Johnson, who is on holiday in the Caribbean, left after a dispute with the club's manager, Walter Smith, over the pounds 7m sale of Duncan Ferguson to Newcastle last week. The decision, taken without Smith's knowledge, infuriated supporters but was defended yesterday by Kenwright.

"I didn't know it was going to happen," he said, "but I would have supported the decision as I would have supported Duncan going last season. There were times, and any Evertonian would have been the same, where you discuss `will we ever win anything with the long ball game?' Duncan was a hero of mine but you had to ask yourself: would we do better with someone else in the middle?

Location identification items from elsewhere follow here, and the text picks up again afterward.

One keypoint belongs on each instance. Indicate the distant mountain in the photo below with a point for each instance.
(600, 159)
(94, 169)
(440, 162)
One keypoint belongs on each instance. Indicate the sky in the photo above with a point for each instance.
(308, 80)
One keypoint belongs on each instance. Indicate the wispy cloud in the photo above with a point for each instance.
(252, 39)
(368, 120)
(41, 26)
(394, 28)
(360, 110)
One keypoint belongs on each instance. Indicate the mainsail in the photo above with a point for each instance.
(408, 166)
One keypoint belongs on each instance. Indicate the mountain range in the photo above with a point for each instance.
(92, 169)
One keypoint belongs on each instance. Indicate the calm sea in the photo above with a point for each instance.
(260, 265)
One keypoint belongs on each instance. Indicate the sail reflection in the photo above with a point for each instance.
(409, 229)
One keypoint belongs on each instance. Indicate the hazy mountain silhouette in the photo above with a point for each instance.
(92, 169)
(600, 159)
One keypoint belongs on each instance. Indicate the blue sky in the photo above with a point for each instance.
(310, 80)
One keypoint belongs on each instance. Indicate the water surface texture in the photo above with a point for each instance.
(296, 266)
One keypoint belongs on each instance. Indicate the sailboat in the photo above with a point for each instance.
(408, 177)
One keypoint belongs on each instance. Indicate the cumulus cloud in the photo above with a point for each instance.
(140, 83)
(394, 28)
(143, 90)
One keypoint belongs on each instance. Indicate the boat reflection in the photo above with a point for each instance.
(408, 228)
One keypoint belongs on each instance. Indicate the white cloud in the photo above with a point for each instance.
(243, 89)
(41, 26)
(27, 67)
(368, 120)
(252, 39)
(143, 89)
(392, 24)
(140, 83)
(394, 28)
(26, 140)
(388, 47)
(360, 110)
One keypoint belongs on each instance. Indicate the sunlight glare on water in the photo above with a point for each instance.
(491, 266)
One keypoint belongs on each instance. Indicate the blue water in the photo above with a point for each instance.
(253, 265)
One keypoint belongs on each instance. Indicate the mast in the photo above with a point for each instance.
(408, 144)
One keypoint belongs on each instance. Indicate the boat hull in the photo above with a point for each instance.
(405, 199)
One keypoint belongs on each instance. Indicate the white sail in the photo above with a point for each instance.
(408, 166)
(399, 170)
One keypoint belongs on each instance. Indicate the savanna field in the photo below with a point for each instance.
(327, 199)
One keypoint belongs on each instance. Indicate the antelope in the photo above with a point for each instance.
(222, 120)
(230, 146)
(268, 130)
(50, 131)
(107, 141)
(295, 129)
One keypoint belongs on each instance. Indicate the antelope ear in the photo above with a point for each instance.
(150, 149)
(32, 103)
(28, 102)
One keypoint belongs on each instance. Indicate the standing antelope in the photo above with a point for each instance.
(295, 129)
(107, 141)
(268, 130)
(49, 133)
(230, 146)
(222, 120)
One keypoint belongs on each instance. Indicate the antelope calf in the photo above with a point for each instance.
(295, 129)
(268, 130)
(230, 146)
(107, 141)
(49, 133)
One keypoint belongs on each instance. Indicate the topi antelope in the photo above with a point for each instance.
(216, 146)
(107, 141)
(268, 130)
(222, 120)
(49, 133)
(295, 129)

"The fans' reaction reminds me so much of when I was 11 and Dave Hickson was transferred to Aston Villa. I wrote a letter to all the directors saying: `You know nothing about football, how can you let him go?' I told them I was boycotting the club, which lasted all of 24 hours. I understand the supporters' fury but there was a part of me that understood." It is that same angry boy who is now attempting to be the dominant force on the board he chastised.

Kenwright wants stability at Everton. He could not put a time frame on any potential takeover - Johnson is understood to be unwilling to sell until February for tax reasons - but he said that money is available if Smith wishes to buy a player. Most of all he wants an end to the bitterness of recent weeks.

"How many times do you think I've been on a train at 11 o'clock at night when we've lost? Just think how many games we've won in the last few years. Bad times, good times, it's like what's good sex, what's bad sex - it's Everton. There's nowhere else I want to be on a Saturday at 3pm. It's an addiction. Bad times? As long as it's with Everton.

"Of course I desperately want the good times. At Charlton on Saturday before the game I saw Evertonians in the rain with their heads down. They don't look up. You just want to smile, have a laugh again and most of all forget this hideous, hideous talk of violence. That's not Everton. This is not a good club, it's a great club."